BP CEO Bob Dudley said on Tuesday that his company is not likley to increase its capital expenditure budget over the next two years.
Dudley told Bloomberg that BP will keep its planned capital expenditures below the $17 billion mark for both 2017 and 2018.
According to BP’s 2015 annual report, the company’s 2015 organic capital expenditure was $18.7 billion, an 18 percent decline from the the 2011 to 2014 period average.
Dudley told Bloomberg that BP will be able to pay for its spending plan and dividends from its income at an average crude prices of $55 per barrel in 2017.
The U.S. Energy Information Administration currently expects Brent crude prices to average $53 per barrel in 2017, up from the agency’s previous forecast of $51 per barrel.
West Texas Intermediate (WTI) prices are expected to average about $1 per barrel less than Brent prices for the same period.
Analysts polled by Bloomberg expect crude prices to average just under $56 per barrel this year.
Dudley told Bloomberg that BP has planned six major developments for this year but will remain “very selective on projects this year.”
BP ended 2016 with a several acquisitions and a major project sanction.
Last month, BP sanctioned the $9 billion Mad Dog Phase 2 project in the U.S. Gulf of Mexico.
The project will include a new floating production platform with the capacity to produce up to 140,000 gross barrels of crude oil per day from up to 14 production wells.
Oil production from Mad Dog Phase 2 is expected to begin in late 2021.
In late December, BP reached an agreement with Kosmos Energy to acquire stakes in two exploration blocks.
Under the deal, BP acquired a 62 percent working interest, including operatorship, of Kosmos’ exploration blocks in Mauritania and a 32.49 percent effective working interest in Kosmos’ Senegal exploration blocks.

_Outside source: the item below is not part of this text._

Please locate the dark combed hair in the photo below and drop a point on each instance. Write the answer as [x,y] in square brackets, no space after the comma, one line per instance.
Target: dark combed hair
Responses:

Last month, BP acquired fuel and convenience store sites from Australian supermarket retailer Woolworths.
IEA executive director Fatih Birol told Reuters this week that he expects oil markets to experience “much more volatility” this year even if OPEC and non-OPEC members deliver on planned production cuts.

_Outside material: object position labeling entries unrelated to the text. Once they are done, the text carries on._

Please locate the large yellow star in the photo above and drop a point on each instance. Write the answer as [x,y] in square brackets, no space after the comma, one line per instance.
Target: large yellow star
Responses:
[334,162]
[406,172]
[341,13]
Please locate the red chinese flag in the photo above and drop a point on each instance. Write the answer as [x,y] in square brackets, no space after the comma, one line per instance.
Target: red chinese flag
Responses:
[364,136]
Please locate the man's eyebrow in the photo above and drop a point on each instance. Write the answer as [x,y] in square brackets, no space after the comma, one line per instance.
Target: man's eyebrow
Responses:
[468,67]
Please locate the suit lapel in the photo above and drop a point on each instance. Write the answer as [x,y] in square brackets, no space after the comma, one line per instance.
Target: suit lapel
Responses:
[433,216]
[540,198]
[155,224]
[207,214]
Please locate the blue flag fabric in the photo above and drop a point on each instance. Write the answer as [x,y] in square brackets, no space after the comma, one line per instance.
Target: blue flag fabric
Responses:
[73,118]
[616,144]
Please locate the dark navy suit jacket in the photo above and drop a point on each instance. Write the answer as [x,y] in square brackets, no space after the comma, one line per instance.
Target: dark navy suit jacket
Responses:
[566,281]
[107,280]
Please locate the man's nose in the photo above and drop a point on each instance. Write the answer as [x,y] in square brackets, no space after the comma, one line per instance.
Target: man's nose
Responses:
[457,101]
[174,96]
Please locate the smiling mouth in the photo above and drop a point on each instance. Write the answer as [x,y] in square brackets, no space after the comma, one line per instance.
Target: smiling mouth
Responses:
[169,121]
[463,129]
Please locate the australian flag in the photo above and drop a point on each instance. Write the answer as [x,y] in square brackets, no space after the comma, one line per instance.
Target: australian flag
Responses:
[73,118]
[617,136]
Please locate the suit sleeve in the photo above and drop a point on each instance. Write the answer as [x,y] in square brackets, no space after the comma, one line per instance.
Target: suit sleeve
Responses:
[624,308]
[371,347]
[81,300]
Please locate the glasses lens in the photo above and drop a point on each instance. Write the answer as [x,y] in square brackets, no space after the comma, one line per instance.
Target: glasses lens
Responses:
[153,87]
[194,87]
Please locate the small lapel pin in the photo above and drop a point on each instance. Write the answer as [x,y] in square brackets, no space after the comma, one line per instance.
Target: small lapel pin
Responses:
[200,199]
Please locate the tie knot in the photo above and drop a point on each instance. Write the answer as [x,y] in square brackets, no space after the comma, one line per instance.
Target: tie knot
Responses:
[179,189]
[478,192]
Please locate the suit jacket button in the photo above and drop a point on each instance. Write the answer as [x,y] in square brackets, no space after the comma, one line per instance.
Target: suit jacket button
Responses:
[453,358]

Rising U.S. production could further complicate the crude price outlook.
The EIA said earlier this month that it expects U.S. crude production to average 9 million bpd in 2017, up from its previous estimate of 8.7 million bpd.
The agency has forecast that U.S. crude production will then climb to 9.3 million bpd in 2018 thanks to production gains in the Gulf of Mexico.